Back in 1972, Betty LaVette recorded an LP at the renowned Muscle Shoals Sound Studio in Alabama. This was to be her big break and launch her career from that of an R&B artist with some successful 45s to a major act like Aretha Franklin and Patti LaBelle. However, the label (Atco, and offshoot of Atlantic) never released the record. Her career faltered as a result. She achieved some acclaim during the next two decades, but it wasn’t until a French soul music collector discovered the old master tapes of the original album from 1972 and released it in 2000 that audiences became interested in LaVette’s music. Since then, LaVette has released a series of critically and commercially popular albums. The 69-year-old singer continues to tour and record. She’s just issued a new disc, Worthy, produced by Joe Henry.

The reason why Atco did not issue Child of the Seventies back in the day has been the subject of speculation, but there has been no definitive word on the topic. Listeners agree that the dozen songs are first-rate. This new release features the music French fan Gilles Petard put out back in 2000, but the tracks are now cleaned up with modern methods and offer bright and clear sound. There are also 10 bonus tracks including four tunes that date back to 1962-3 when LaVette was just a teenager. She may be billed as a ’70s child, but her ’60s sides show she already had a boatload of talent as a youth. Her “Shut Your Mouth” rivals Claudine Clark’s “Party Lights” for adolescent angst. And that was just the B-side. The A-side, “My Man—He’s a Lovin’ Man”, was a Top Ten R&B hit.

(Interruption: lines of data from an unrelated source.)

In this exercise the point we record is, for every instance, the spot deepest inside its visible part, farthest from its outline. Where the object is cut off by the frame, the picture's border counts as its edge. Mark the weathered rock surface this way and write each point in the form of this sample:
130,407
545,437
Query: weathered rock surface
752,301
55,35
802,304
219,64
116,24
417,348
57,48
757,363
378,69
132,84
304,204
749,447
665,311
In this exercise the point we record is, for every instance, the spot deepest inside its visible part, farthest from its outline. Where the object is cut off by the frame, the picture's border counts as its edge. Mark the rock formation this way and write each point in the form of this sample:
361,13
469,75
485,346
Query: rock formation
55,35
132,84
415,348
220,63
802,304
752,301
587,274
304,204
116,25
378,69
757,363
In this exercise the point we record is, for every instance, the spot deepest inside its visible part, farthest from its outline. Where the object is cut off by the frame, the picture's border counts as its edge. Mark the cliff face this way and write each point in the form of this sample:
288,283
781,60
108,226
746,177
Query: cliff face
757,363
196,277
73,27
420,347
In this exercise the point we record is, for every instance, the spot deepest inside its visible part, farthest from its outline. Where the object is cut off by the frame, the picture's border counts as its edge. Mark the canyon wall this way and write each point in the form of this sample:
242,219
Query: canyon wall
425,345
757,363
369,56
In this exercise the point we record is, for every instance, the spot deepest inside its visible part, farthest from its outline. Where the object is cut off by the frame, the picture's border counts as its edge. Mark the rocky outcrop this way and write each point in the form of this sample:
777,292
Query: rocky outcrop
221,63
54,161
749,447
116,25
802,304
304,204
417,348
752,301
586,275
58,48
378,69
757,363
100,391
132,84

The dozen cuts from the original album reveal LaVette’s remarkable ability to bite off a lyric or just let it simmer. She emphasizes emotional states of being by growling, trilling, and employing other vocal techniques. LaVette never shows off. She lets the songs tell the story and just uses her voice to convey a point of view. And mostly she sings about love. She asks a fortune teller if she will ever find love, declares her willingness to play second fiddle to a married man, declares her readiness to take a cheating lover back, or even play new tricks of a sexual nature to keep her husband. But no matter how seemingly subservient the situation may seem, LaVette never seems weak or plays the victim. Love itself gives her the ability to conquer all.

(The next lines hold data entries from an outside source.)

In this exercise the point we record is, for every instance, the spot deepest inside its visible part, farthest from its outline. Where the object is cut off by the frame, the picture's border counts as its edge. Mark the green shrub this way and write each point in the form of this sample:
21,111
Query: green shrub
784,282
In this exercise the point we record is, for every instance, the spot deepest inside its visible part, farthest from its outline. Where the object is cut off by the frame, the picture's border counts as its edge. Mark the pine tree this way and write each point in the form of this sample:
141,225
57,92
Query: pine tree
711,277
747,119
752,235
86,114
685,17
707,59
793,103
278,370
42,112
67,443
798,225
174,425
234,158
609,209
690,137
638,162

Take her version of Ron Davies’ “It Ain’t Easy” (recorded the same year by David Bowie on Ziggy Stardust. While the White Duke emphasized disorienting strangeness of life, LaVette shows the confusion expressed by lyrics like “It ain’t easy to get to heaven when you’re going down” as a lament about the human condition. Bowie describes the mindset while LaVette reveals what it feels like. The way in which she clips her voice to state the facts and then transforms her phrasing to make words longer allows her to say more than the simple words may indicate. She sings with honesty and hopefulness as LaVette convincingly communicates that people may have their problems, but they always have, and they manage to pull through.

Which in a sense mirrors that of LaVette’s own career; she persevered and is now an award-winning star whose records and live appearances are in demand. This re-release provides evidence that this should have been famous decades earlier.